Mozambique Palma Unrest
Dozens of people are believed to have been killed in a siege last week in the port city of Palma.
South African Adrian Nel is among the casualties.
The 40-year-old man from Durban had been working in the city at the time of the attack.
Several other South Africans are reportedly still stuck in the city, fearing the worst.
University of Johannesburg (UJ) international law professor Hennie Strydom has slammed SADC for its "inaction".
"This is a sub-regional issue, a security issue affecting several countries bordering Mozambique and one would expect that SADC would make this a priority," says Strydom.
"Instead, there seems to be very little effective intervention to deal with the issue, including from the Mozambican government."
He warns the issue may spill over to neighbouring countries.
"If it’s not solved soon, we will sit with a sub-regional issue that may affect several countries, especially once we see large numbers of refugees fleeing the situation in Mozambique and crossing over into other SADC countries.

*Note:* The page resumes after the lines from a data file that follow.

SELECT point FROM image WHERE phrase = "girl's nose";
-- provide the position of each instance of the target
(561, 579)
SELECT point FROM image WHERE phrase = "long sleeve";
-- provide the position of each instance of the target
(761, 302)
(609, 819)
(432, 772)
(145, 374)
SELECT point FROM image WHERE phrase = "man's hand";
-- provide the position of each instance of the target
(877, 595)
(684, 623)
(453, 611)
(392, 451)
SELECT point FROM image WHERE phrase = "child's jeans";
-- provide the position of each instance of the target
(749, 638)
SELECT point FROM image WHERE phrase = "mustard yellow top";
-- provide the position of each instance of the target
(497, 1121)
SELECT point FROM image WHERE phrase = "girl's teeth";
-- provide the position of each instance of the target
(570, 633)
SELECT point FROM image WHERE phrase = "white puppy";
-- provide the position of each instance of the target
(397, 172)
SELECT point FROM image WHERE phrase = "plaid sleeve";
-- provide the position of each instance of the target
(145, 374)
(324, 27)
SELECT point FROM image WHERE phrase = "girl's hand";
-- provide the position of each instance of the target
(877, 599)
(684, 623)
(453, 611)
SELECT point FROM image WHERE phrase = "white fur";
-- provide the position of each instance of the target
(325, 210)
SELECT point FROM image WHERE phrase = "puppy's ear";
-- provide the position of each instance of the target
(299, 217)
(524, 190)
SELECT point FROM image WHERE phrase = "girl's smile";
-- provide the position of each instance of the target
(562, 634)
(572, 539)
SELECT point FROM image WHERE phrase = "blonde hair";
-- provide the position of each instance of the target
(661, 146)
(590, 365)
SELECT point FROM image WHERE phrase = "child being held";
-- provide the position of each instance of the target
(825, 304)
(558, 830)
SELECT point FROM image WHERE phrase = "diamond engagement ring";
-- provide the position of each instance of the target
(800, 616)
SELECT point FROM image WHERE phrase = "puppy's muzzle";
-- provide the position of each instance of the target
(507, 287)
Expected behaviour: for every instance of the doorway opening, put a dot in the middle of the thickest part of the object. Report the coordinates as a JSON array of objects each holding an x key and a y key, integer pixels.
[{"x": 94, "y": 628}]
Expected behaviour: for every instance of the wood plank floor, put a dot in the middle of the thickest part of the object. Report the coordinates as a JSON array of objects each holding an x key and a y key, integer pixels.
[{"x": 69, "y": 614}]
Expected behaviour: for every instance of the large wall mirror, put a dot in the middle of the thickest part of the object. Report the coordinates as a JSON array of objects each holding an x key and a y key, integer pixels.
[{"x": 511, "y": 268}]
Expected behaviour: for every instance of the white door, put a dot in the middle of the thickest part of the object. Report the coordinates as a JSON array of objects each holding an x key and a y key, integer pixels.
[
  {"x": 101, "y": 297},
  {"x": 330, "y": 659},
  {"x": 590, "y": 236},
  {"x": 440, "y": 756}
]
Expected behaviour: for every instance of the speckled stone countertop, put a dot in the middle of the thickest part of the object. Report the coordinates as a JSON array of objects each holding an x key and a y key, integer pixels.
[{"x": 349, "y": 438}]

"The protection of civilians at this point in time is a Mozambican responsibility because the violence is taking place on their soil but of course, for a country like South Africa where their citizens are being affected by the violence, obviously they have an interest on what is going on there."
The Department of International Relations and Cooperation says a 24-hour operation centre has been set up to establish how many South Africans are affected by the attacks.
But Strydom says the responsibility to assist in easing tensions cannot fall solely on the shoulders of the South African government.
"They [South African National Defence Force] can only assist in that situation once invited by the Mozambican government and if that happened, their involvement will be by arrangement and cooperation between the Mozambican government and the South African government.
"I think probably a better solution would be to involve a combined effort by the SADC countries and the SADC region with the cooperation of the Mozambican government, but I don’t see any plans that are afoot in this point in time to deal with the issue via that option," says Strydom.
"It says a lot about the seriousness that SADC countries view this issue."
He adds the African continent as a whole has generally failed to deal with conflict situations, calling on SADC and the African Union to strengthen its protocols.